Ça l’est au regard tant de la prise en considération par le juge français des décisions et méthodes du juge européen, notamment le recours au contrôle de proportionnalité. Cela l’est également au regard de l’évolution de la jurisprudence sur la recevabilité de la preuve précédemment évoquée.

Dès lors, il appartient au juge de contrôler au cas par cas si les éléments produits par les parties sont pertinents et d’examiner de la recevabilité des droits de la partie qui les produit, versus ceux de la partie contre lesquels ils sont produits.

Cependant, on pourrait s’interroger sur la portée de la première décision rendue sur sa contradiction avec la décision du second arrêt. Est-ce qu’il était nécessaire pour l’employeur de produire la conversation Facebook pour justifier qu’il y avait eu insulte entre les salariés ?

Sans aucun doute, la réponse est affirmative. Mais il s’agit ici d’une problématique bien spécifique, celle de l’utilisation de données relevant de la vie personnelle aux fins de sanctions professionnelle et pour laquelle, il existe une jurisprudence constante depuis 2011.

Les juges considèrent qu’il n’est possible de procéder à une sanction disciplinaire fondée sur ce motif qu’à la seule condition que cela « constitue un manquement de l’intéressé à une obligation découlant de son contrat de travail » (Cass., soc., 3 mai 2011, n° 09-67.464). Or, sans entrer dans le détail de la conversation, la Haute Cour considère qu’une conversation privée non destinée à être rendue publique ne peut en aucun cas constituer un manquement à une obligation contractuelle. Partant, elle ne pourra être jugée recevable pour justifier un licenciement.

Cette décision apparaît fragile, voire discutable. Tel n’aurait pas été le cas si l’employeur avait agi positivement pour procéder à des recherches sur l’ordinateur professionnel du salarié. Mais il s’agit ici d’éléments qui lui ont été fourni hors sa demande et révélant des insultes à son encontre, prononcées par un salarié lors d’une discussion avec un autre salarié de l’entreprise durant leur temps de travail.

Si la conversation avait été verbale et entendue par mégarde ou sur document écrit puis négligé et retrouvé sur un bureau par l’employeur, le manquement à l’obligation contractuelle aurait été plus aisément admis.

° DROIT EN ACTIONS

Lorsque l’on se place dans les circonstances des deux arrêts, l’évolution jurisprudentielle constitue, au premier chef, une ouverture des moyens de preuves produits par les employeurs pour justifier un licenciement disciplinaire. La jurisprudence leur est favorable en ce qu’elle devient dans une certaine mesure plus permissive.

Les salariés quant à eux sont généralement placés dans une situation délicate pour rapporter la preuve des faits rencontrés dans la sphère professionnelle et notamment dans des différends avec leur employeur.

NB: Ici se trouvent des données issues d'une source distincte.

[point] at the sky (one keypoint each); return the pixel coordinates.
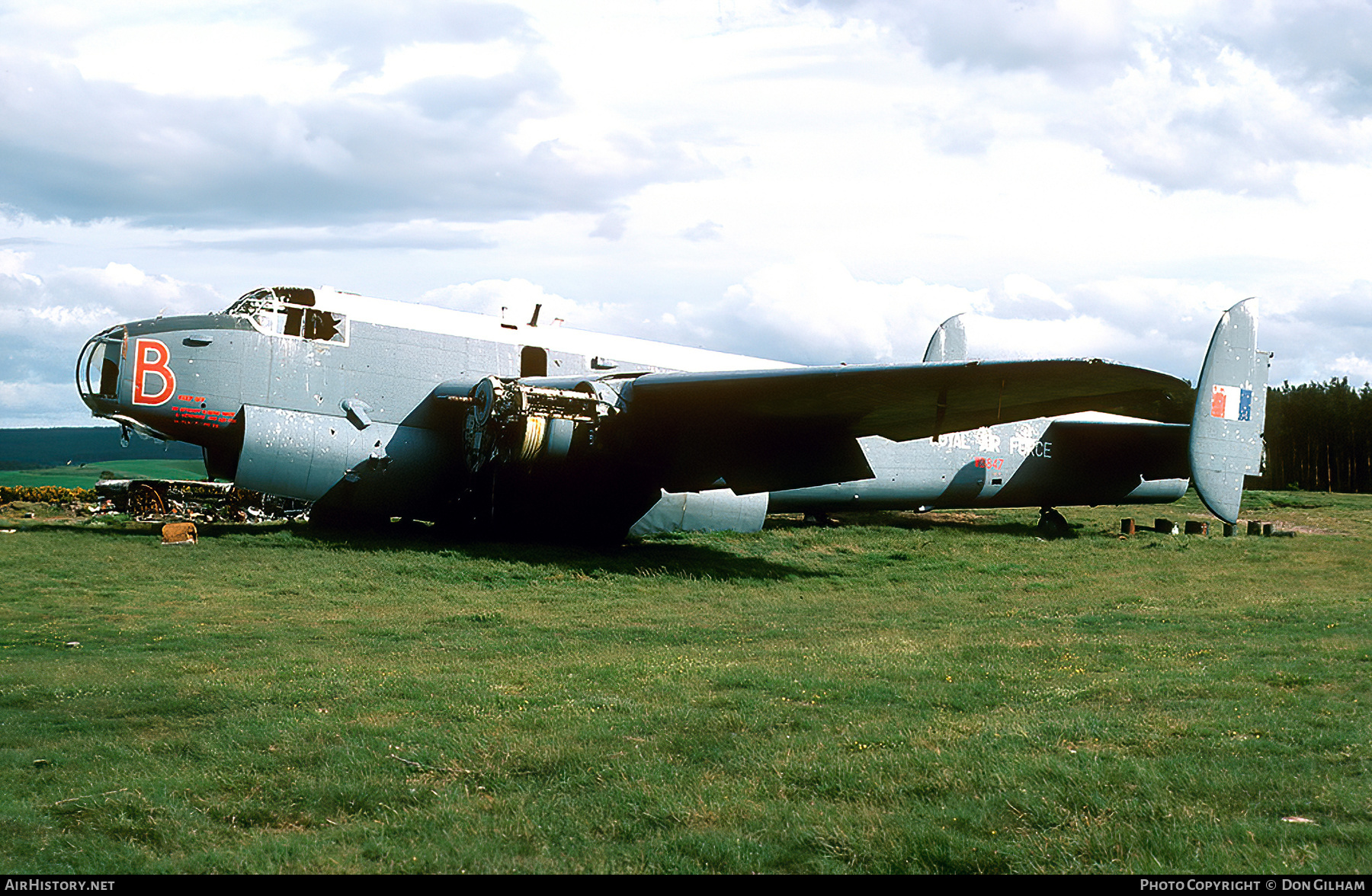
(816, 181)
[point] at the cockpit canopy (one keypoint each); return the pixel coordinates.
(290, 312)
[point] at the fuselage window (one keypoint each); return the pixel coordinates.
(533, 361)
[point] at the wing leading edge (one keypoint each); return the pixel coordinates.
(775, 430)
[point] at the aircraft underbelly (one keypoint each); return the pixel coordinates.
(383, 467)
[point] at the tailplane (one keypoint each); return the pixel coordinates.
(1229, 413)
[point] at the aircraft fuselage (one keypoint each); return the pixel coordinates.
(360, 405)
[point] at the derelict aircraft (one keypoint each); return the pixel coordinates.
(377, 409)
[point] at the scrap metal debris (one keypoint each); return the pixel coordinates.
(155, 500)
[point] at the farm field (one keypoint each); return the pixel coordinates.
(939, 693)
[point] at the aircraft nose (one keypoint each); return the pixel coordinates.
(98, 371)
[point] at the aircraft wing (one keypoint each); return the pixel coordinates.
(773, 430)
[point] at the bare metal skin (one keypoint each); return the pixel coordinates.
(379, 409)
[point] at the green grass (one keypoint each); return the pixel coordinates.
(87, 475)
(941, 693)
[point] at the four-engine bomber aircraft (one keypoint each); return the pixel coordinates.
(377, 409)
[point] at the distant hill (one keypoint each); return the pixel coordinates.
(32, 449)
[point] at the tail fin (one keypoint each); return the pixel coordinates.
(1229, 413)
(948, 342)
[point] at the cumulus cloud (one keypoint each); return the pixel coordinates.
(422, 235)
(704, 231)
(439, 147)
(360, 34)
(1233, 96)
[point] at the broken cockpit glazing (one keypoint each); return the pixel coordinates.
(291, 312)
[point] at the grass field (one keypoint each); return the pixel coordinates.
(940, 693)
(89, 474)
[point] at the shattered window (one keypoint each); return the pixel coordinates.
(290, 312)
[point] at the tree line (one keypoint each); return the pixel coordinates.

Contrairement à ce dernier, ils n’ont pas la possibilité de placer des caméras dans les locaux de l’entreprise ni de recourir plus largement aux moyens à disposition de l’infrastructure. En cela, cette évolution jurisprudentielle constitue également une avancée non négligeable dont les représentants syndicaux doivent pouvoir s’emparer lors de l’accompagnement des salariés aux entretiens professionnels ou dans le cadre des contentieux.

Auteur Michel PEPIN, juriste, Pôle service juridique du Secteur Juridique National de l’UNSA.